With no further changes to the ownership stakes under the farm-out deal, Tullow said it expects the transaction to complete in the second half of 2020.

The companies had been waiting on the farm-down deal to kick-start the $20-billion oil development which includes a $3.55-billion, crude-export pipeline and the drilling of over 500 wells to produce 230,000 b/d.

Total is currently the operator of Block 1 and Block 1A and CNOOC is the operator of Block 3A, while Tullow operates Block 2.

In February, Total said it expected the FID to take place in “2020 or after” despite official hopes by the Ugandan government that the partners would approve the project in early 2020.

Museveni speaks out 
Speaking shortly after the signing ceremony, President Museveni said Uganda is a very peaceful and attractive investment destination.

He said proceeds from oil will be used to further develop the country’s other important sectors like infrastructure, education and health.

Museveni in a group photo with Ugandan and Total officials

“Our oil will be used to develop our infrastructure, and ICT to enhance durable capacity of our country,” President Museveni said.

“I am glad that Total and other companies licenced in the country are taking bold steps to quickly commence the production of petroleum,” President Museveni said.

 Museveni reassured Total of the Government’s support during their work.

“It has taken long, but it was a deliberate move, I can assure you Ugandans,” said the President, adding that  Uganda is a rich country with oil as a small fraction of this natural wealth.

He pointed out that other potential lies in Agriculture, Tourism, Services, and Human Resource among others.

The President promised to get in touch with his Tanzanian counterpart, John Pombe Magufuli, to resolve other pending issues, especially concluding the Host Government Agreement in Tanzania.

“I congratulate Total and our Ugandan team on this milestone.
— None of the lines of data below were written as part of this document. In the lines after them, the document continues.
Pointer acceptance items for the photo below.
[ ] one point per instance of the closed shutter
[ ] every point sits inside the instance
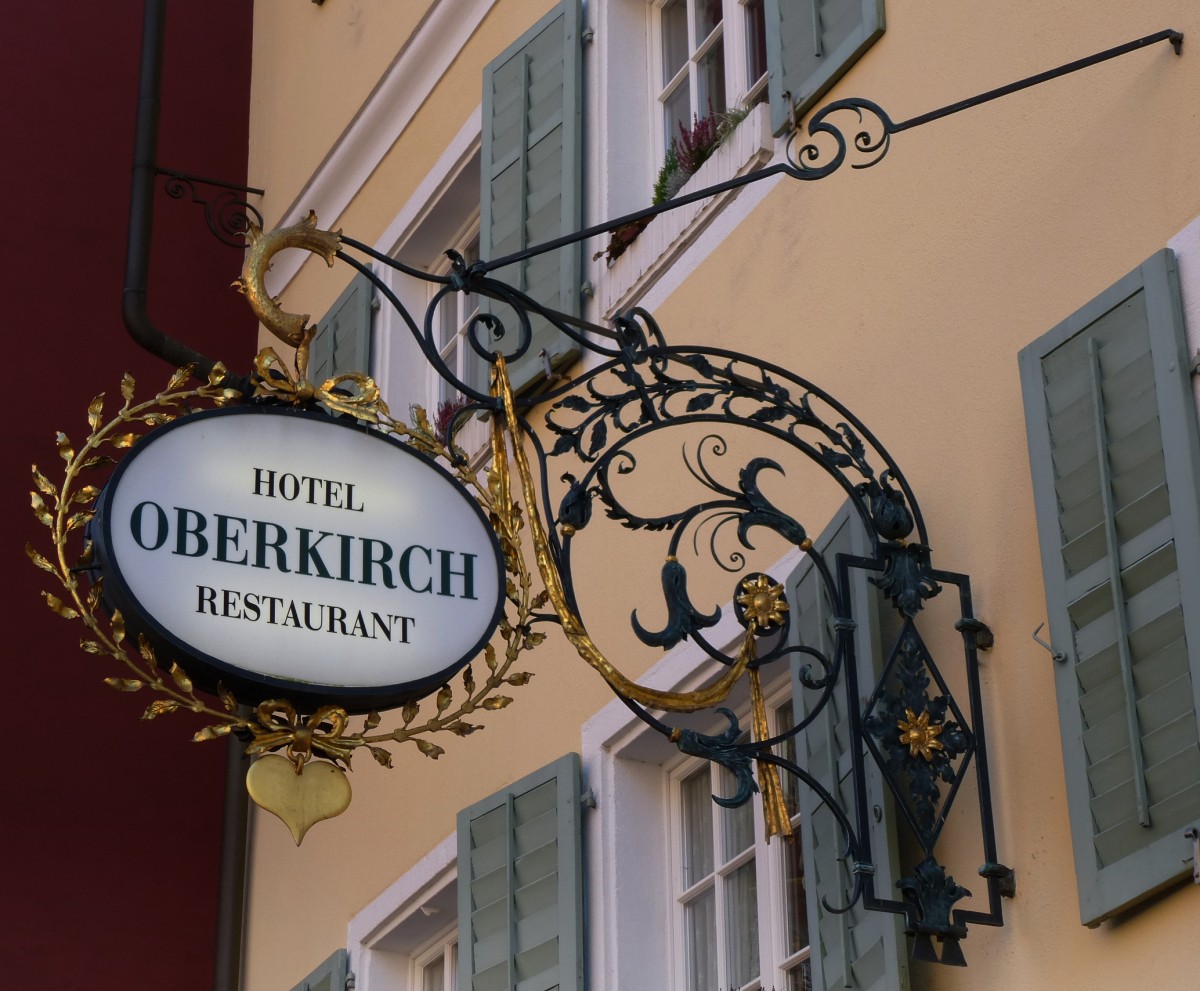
(342, 342)
(330, 976)
(861, 949)
(815, 43)
(1115, 460)
(531, 166)
(520, 886)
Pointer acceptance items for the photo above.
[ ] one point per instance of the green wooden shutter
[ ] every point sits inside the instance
(810, 44)
(331, 976)
(1115, 460)
(343, 337)
(531, 167)
(520, 886)
(859, 949)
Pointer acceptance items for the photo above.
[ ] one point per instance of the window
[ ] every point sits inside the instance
(407, 940)
(744, 913)
(810, 46)
(712, 55)
(345, 334)
(333, 974)
(741, 908)
(1115, 460)
(859, 948)
(437, 968)
(531, 181)
(521, 884)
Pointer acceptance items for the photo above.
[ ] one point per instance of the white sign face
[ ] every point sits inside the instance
(307, 556)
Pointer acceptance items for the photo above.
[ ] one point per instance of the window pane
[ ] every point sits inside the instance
(677, 113)
(447, 319)
(708, 16)
(793, 893)
(700, 936)
(696, 794)
(756, 42)
(675, 37)
(711, 82)
(742, 925)
(784, 721)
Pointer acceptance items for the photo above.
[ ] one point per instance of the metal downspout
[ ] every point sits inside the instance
(231, 898)
(137, 256)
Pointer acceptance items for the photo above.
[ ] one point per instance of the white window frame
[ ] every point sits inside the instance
(394, 937)
(473, 436)
(630, 881)
(775, 962)
(731, 35)
(624, 150)
(443, 948)
(442, 212)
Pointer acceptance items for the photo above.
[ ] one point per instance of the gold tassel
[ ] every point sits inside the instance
(774, 809)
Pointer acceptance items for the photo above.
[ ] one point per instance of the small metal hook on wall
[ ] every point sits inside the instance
(1056, 654)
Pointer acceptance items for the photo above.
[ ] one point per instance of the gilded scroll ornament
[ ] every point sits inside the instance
(918, 734)
(289, 328)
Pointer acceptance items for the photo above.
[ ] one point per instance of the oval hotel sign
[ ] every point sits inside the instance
(289, 553)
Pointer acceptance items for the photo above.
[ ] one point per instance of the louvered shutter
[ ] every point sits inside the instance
(1115, 461)
(520, 886)
(861, 948)
(330, 976)
(531, 167)
(810, 44)
(342, 342)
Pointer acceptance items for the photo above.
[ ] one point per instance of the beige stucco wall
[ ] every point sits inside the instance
(906, 290)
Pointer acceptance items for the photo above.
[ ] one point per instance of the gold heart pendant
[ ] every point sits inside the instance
(301, 800)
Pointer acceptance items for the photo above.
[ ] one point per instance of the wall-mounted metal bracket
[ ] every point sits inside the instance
(228, 212)
(1005, 876)
(1056, 654)
(984, 638)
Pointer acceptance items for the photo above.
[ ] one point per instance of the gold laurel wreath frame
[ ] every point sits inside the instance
(275, 724)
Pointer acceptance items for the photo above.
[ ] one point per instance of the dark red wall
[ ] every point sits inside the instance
(112, 824)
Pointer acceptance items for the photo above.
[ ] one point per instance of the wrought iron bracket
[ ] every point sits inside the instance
(227, 212)
(906, 726)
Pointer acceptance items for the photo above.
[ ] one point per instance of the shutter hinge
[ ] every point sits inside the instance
(979, 631)
(1193, 834)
We have been slow but steady and sure,” the President said.

Minister Kitutu said once the final investment decision is made by the oil companies, the opportunities for investment in the country will grow exponentially and give a boost to the economy.

She later said local companies should take advantage of this agreement to tap into opportunities in the oil sector.

Total

Total CEO Pouyanne said this is a great achievement between the Total and the Government of Uganda.

“It was a bumpy road but I am glad we have overcome the challenges. I thank the teams from both sides that have worked tirelessly,” he said.

He commended President Museveni for his leadership and promised that the project would be executed successfully.

The ceremony followed a series of high-level discussions between President Museveni and Mr. Pouyanne which were aimed at addressing the commercial bottlenecks in the achievement of a Final Investment Decision (FID) for Uganda’s upstream and EACOP projects.

The development is a huge relief for many local companies which invested billions of dollars with hopes of tapping into the oil production boom.

Many were declared bankrupt due to the delays in tax disputes between government and oil firms.

Tanzania’s President John Magufuli has been piling pressure on Uganda to expedite the oil pipeline deal.

“If President Museveni and I agreed to build a pipeline from Hoima up to Tanga; the world’s longest heated pipeline, there are a lot of things we had to sacrifice,” he said.

“It took us going to parliament to cut a portion of taxes payable to our government. Today, I was here asking (Mzee Museveni); why are you delaying this pipeline? Is it because of this small tax that you cannot agree upon? The tax itself is just Shs 600million, and yet you are looking at returns of up to $70billion that you expect. Just sacrifice this small tax; create the jobs, you will get money for a long time,” said Magufuli in 2018.

Total E&P Uganda reiterated its willingness to pursue a constructive dialog with the communities and NGOs regarding all project activities.

The function was attended by among others the Attorney General, Mr. William Byaruhanga.